Nella mia storia, sin da quando ero bambina, ho sempre anelato ad avere un luogo di appartenenza e riconoscimento, oltre alla casa nella quale trovo protezione dalle intemperie, meteorologiche ed emotive. Ho sempre sentito che la casa è il mio posto, ma ho anche cercato al di fuori un luogo fisico in cui poter entrare e, senza appuntamento, trovare qualcuno a cui accompagnarmi, per una chiacchierata leggera o un dialogo partecipato.
Da piccola sì questo luogo esisteva ed era il giardino condominiale, perennemente popolato di ragazzini starnazzanti, con le pause obbligate di orari scolastici, di pasti e studio, controra estiva e notte. Era bello, naturale, non avrei potuto immaginare la mia vita senza. All’improvviso, poi, è arrivato il momento in cui siamo cresciuti e senza accorgercene abbiamo iniziato a non frequentare più il cortile che, da luogo di gioco e compagnia, col tempo si è trasformato in spazio abbandonato a sé stesso. So che fa parte della crescita, ma ora che ci rifletto penso a quanto siamo stati sciocchini ad averlo permesso: abbiamo perso l’occasione non solo di condividere, ma anche di mantenere i contatti, perdendoci di vista fino a non riconoscerci più. Che peccato!
Lo ripeterò finché avrò fiato in corpo: sono una persona fortunata per la mia ricca vita affettiva e sociale, impreziosita dagli Amici (quelli veri!) e da compagnie di varie gradazioni, eppure a quattordici anni mi sentivo più vulnerabile che mai nel caos … E il mondo fuori dal mio corpo sembrava altrettanto volatile e capriccioso. Ma di una cosa ero certa: il cervello era mio e lo sarebbe sempre stato … scegliendo i libri, i libri giusti, e leggendoli lentamente, attentamente, avrei potuto tenere sotto controllo almeno quello.
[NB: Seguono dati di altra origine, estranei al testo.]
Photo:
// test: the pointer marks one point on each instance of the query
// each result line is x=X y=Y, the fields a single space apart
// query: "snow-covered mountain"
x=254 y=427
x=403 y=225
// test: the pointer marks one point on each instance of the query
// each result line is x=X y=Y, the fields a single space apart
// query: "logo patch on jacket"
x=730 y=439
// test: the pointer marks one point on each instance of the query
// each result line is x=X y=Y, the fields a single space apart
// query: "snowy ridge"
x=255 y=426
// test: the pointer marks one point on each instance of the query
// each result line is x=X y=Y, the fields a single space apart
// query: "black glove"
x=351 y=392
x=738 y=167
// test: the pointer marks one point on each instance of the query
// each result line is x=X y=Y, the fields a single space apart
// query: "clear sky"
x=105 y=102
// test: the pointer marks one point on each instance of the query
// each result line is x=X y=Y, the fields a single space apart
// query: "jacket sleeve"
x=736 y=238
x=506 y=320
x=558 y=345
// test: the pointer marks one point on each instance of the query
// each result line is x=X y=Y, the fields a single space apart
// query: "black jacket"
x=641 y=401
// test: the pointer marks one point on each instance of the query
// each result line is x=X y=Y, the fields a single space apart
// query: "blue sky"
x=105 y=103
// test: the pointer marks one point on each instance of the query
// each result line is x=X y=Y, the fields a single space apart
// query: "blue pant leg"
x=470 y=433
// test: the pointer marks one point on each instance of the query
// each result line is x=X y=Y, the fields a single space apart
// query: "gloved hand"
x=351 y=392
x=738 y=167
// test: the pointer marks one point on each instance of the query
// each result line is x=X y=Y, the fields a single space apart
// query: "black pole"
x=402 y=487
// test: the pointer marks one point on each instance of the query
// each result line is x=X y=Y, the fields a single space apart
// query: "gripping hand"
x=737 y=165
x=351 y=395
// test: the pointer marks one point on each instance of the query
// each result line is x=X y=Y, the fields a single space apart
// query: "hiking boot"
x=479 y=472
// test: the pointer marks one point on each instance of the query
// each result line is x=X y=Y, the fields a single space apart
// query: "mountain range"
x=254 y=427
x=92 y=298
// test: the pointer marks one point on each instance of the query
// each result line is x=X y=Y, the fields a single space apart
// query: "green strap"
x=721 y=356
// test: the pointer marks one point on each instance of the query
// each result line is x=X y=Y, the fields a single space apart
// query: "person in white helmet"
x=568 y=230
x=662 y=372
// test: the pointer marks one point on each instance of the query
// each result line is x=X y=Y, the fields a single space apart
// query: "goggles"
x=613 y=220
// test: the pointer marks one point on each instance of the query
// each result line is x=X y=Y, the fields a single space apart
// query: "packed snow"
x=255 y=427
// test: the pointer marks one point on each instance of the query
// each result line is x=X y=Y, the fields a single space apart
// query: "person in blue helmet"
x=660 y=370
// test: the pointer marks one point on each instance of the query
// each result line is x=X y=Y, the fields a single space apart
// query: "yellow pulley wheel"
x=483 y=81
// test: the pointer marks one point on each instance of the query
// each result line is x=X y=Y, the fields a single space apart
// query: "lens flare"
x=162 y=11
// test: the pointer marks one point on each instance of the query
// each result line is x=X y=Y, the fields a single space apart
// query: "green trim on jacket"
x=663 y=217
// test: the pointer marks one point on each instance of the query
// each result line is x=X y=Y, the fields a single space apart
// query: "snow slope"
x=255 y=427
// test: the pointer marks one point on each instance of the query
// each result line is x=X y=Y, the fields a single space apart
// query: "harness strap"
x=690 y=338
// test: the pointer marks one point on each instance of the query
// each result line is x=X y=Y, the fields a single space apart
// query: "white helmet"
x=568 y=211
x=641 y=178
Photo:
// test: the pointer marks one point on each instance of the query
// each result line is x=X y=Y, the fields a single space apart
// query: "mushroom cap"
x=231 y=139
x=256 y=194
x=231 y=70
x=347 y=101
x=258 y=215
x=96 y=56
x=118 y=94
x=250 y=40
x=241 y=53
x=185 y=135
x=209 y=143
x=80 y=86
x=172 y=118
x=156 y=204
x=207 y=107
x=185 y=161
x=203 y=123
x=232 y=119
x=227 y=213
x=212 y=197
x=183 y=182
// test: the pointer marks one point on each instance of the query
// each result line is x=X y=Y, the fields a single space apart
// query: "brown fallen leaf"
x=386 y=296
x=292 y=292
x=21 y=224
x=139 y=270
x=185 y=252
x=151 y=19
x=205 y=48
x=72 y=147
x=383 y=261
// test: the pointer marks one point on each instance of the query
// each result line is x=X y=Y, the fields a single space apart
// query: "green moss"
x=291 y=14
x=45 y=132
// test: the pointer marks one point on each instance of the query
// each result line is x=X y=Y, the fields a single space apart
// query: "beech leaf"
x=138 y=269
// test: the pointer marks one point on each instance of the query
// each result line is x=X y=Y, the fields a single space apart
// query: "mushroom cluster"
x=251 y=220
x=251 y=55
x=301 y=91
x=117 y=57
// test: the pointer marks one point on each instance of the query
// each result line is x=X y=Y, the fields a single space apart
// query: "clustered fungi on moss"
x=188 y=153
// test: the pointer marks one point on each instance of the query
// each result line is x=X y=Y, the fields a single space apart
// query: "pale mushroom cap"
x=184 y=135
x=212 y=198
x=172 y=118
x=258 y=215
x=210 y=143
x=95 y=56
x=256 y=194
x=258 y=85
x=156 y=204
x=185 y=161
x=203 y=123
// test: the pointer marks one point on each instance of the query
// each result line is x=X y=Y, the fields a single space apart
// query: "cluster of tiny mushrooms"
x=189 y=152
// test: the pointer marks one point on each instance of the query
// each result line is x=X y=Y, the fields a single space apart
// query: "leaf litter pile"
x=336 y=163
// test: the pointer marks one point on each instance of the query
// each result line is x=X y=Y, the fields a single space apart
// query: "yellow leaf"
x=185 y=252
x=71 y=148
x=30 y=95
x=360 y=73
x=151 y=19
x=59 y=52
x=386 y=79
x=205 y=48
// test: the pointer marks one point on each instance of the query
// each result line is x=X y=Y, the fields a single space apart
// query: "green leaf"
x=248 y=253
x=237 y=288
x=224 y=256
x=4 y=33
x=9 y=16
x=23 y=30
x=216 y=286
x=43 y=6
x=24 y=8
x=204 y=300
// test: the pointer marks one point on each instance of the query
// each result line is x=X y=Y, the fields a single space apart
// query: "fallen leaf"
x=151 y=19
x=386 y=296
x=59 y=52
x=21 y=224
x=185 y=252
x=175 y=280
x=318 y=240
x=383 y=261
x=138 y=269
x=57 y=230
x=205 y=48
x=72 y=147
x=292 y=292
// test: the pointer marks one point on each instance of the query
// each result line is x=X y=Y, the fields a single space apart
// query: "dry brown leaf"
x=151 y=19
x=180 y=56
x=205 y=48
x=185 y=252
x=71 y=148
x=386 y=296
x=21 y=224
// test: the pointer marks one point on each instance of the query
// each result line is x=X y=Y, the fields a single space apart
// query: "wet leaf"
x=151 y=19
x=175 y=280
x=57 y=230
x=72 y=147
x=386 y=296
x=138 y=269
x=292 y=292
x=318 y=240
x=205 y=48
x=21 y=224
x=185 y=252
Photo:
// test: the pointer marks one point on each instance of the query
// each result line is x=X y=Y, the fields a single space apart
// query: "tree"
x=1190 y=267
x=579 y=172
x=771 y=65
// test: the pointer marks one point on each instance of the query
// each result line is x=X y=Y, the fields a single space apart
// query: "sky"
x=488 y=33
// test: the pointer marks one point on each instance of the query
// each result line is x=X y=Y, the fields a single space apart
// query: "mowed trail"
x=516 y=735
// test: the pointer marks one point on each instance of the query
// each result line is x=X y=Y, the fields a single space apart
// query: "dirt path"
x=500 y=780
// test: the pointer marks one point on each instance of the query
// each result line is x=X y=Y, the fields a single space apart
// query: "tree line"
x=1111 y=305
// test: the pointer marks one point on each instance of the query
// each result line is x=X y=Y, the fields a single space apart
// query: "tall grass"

Così è stato, credo di essermi educata alla ricerca del mio equilibrio interno, a mio agio con me stessa; tuttavia non mi è mai bastato, sempre bisognosa di confrontarmi con la vita reale.
 
Seppure io non sia un tipo da bar (qualunque cosa questo voglia significare), quando ho letto Il bar delle grandi speranze di J. R. Moehringer ho immediatamente amato il luogo protagonista della storia, perché mi sono immedesimata nell’ideale del proprietario: Steve voleva creare un rifugio in cui i suoi vicini, amici e compagni di bevute… potessero trovare un senso di sicurezza e di compensazione … Il rifugio ideale per tutte le tempeste della vita … un bar che accogliesse le molteplici personalità … tutti dovevano sentirsi speciali, e nessuno doveva spiccare … nessuno sarebbe stato trattato con sufficienza.
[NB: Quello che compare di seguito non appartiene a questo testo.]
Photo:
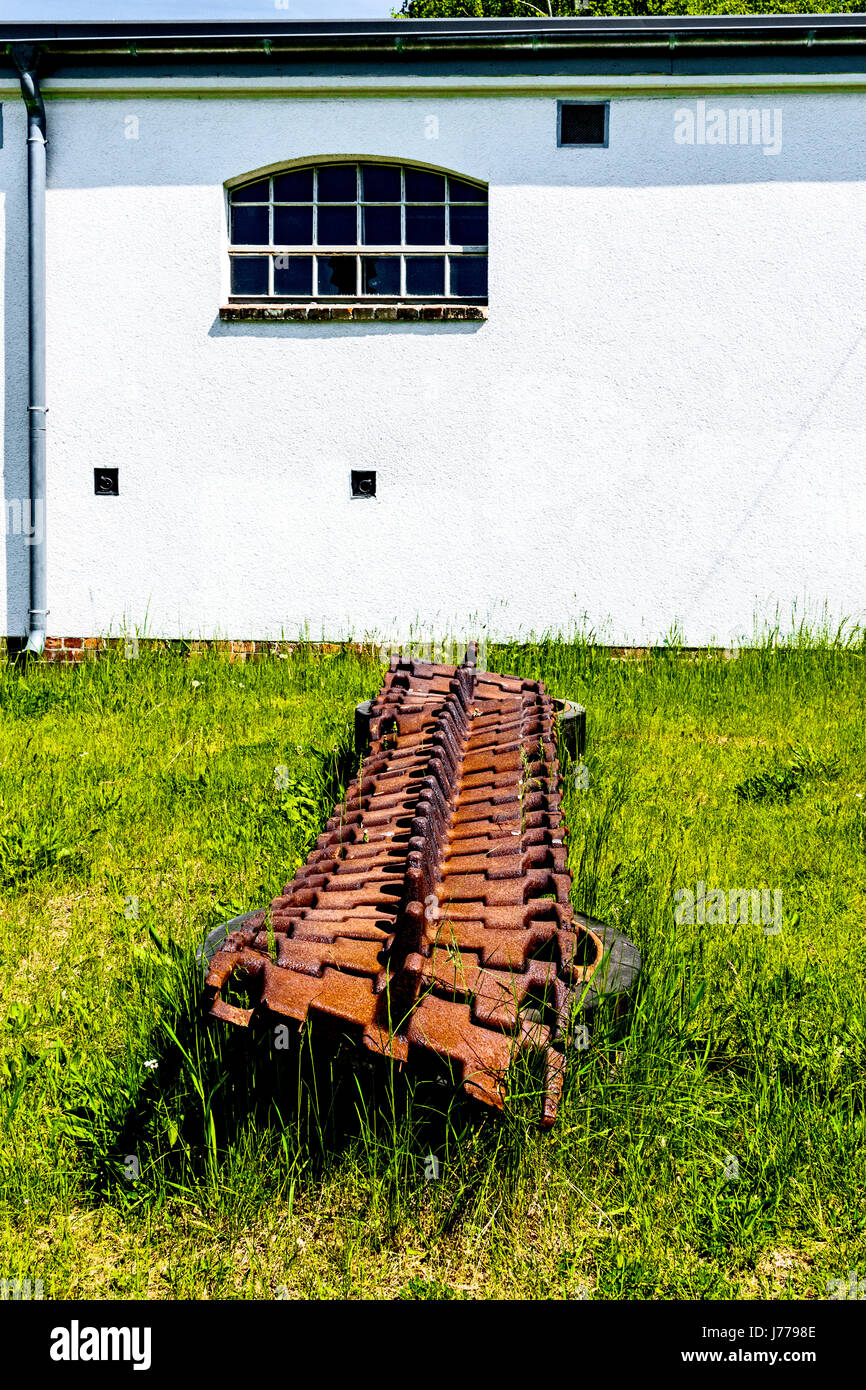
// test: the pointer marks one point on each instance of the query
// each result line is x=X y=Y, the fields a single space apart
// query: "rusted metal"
x=433 y=913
E mi sono rammaricata di non averlo mai trovato! Poi stamane, mentre mi accingevo a scrivere questo post, ho avuto uno scambio di pensieri profondi con un’amica geograficamente lontana e, nel frattempo, un’altra mi ha telefonato: era in difficoltà e ciò di cui aveva bisogno era solo compagnia, comprensione, abbracci… presenza. Siamo state dunque insieme. Non occorreva altro.
Ho pensato a tutte le persone che partecipano della mia vita e ci vogliono rimanere, pure quando è faticoso e anche se a volte fa male, e allora ho capito che io il mio “bar delle grandi speranze” l’ho costruito negli anni con le mie relazioni: all’occorrenza uno costituisce il “bar” dell’altro. E vi riconosco ciò che leggo nel libro:
 
Il bar non esaudiva desideri, soddisfaceva bisogni, e in quel momento io … avevo bisogno … di un certo tipo di amico … Una lezione, un gesto, una storia, una filosofia, un atteggiamento, ho preso qualcosa da ogni uomo del bar di Steve. Sono stato un perfetto “ladro di identità” … Il bar mi ha inculcato la tendenza a trasformare ogni persona che mi capitava davanti in un mentore, o in un personaggio, ed è merito – e colpa – del bar se sono diventato un riflesso, o una rifrazione, di ognuno di loro … la vita di un uomo è fatta di montagne e caverne: montagne che dobbiamo scalare, caverne in cui ci rifugiamo quando non siamo capaci di affrontare le montagne. Per me il bar è stato entrambe le cose.
 
E ora lo so anche io che le imperfezioni sono parte della vita, che nel bar si può entrare e si può uscire, liberi di scegliere i modelli da seguire, si possono mantenere quelli positivi e lasciare andare quelli che non lo sono più. Le delusioni capitano e pure io ora ho scoperto quanto imparato da J. R.:
essere disilluso significava essere autonomo.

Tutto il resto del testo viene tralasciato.